"I was eating soufflé at Rise Restaurant with Laura and two buddies," Bush said..., according to an ABC News contributor who attended the event.Now, Gut Check's first reaction was to chuckle at the idea of our former president, whose war in Iraq alienated our French allies -- prompting "Freedom Fries" and similar acts of edible patriotism -- getting the news of bin Laden's death while chowing down not simply on French cuisine but on something as delicate as a soufflé.
But making fun of W. is so last decade. Instead, our idle minds started to wonder what other famous figures might have been eating at the moment history's bell tolled...

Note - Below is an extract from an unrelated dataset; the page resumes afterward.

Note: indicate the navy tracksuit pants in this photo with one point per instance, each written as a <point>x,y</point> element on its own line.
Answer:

The Caveman Who Discovered Fire: This one's a no-brainer. There sat Ugg the Caveman, idly rubbing two sticks together while he chewed on his morning snack of berries and leaves, when -- wham! -- suddenly his hands were burning and that mammoth across the field became the main course as well as an existential threat.
Then again, maybe Ugg already had a refined palate. Maybe, until that moment, his favorite meal wasn't whatever he'd hunted and gathered over the past couple of hours but, say, a carpaccio of mammoth tenderloin?
Moses, Parting the Red Sea: Well, duh. Dude is standing in the middle of a sea, with the water suspended to either side of him. Sushi! Or, more precisely, since no one had the time to locate any vinegared rice, sashimi!
Nero, While Rome Burned: All that fiddling was bound to make the Roman emperor hungry. Did you know that dormice were considered a delicacy in Ancient Rome? We didn't till we read this site. Nero probably just skewered a few of the plump little rodents for an impromptu barbecue. The best part? He didn't even have to wait for the coals to get hot before grilling!
King George III, When Napoleon Was Defeated: Sadly, by the time the Napoleonic Wars ended, England's monarch had lost his mind, so he was as likely to be eating his own feces as anything.
Archiduke Franz Ferdinand, When He Was Assassinated: Wikipedia (yes, we know) contains this fascinating factoid:
Franz Ferdinand had a fondness for trophy hunting that was excessive even by the standards of European nobility of this time. In his diaries he kept track of an estimated 300,000 game kills, 5,000 of which were deer.That's not a misprint: 300,000 game kills. The man lived to the age of 50, which means that, even if he started hunting at the age of five, he would have had to average more than 18 game kills per day for 45 years to reach that total.
So perhaps the total was exaggerated. Suffice to say, the man loved game. He was in a car at the time of his death, and when you think of game meat and automobiles, of course you think of jerky! So let's imagine that when Franz Ferdinand was moments away from death, he was madly chewing on a piece of venison jerky dried from one of the very deer he'd killed, blissfully unaware that he would be remembered not for all the animals he killed, but for the millions of humans whose deaths followed his own.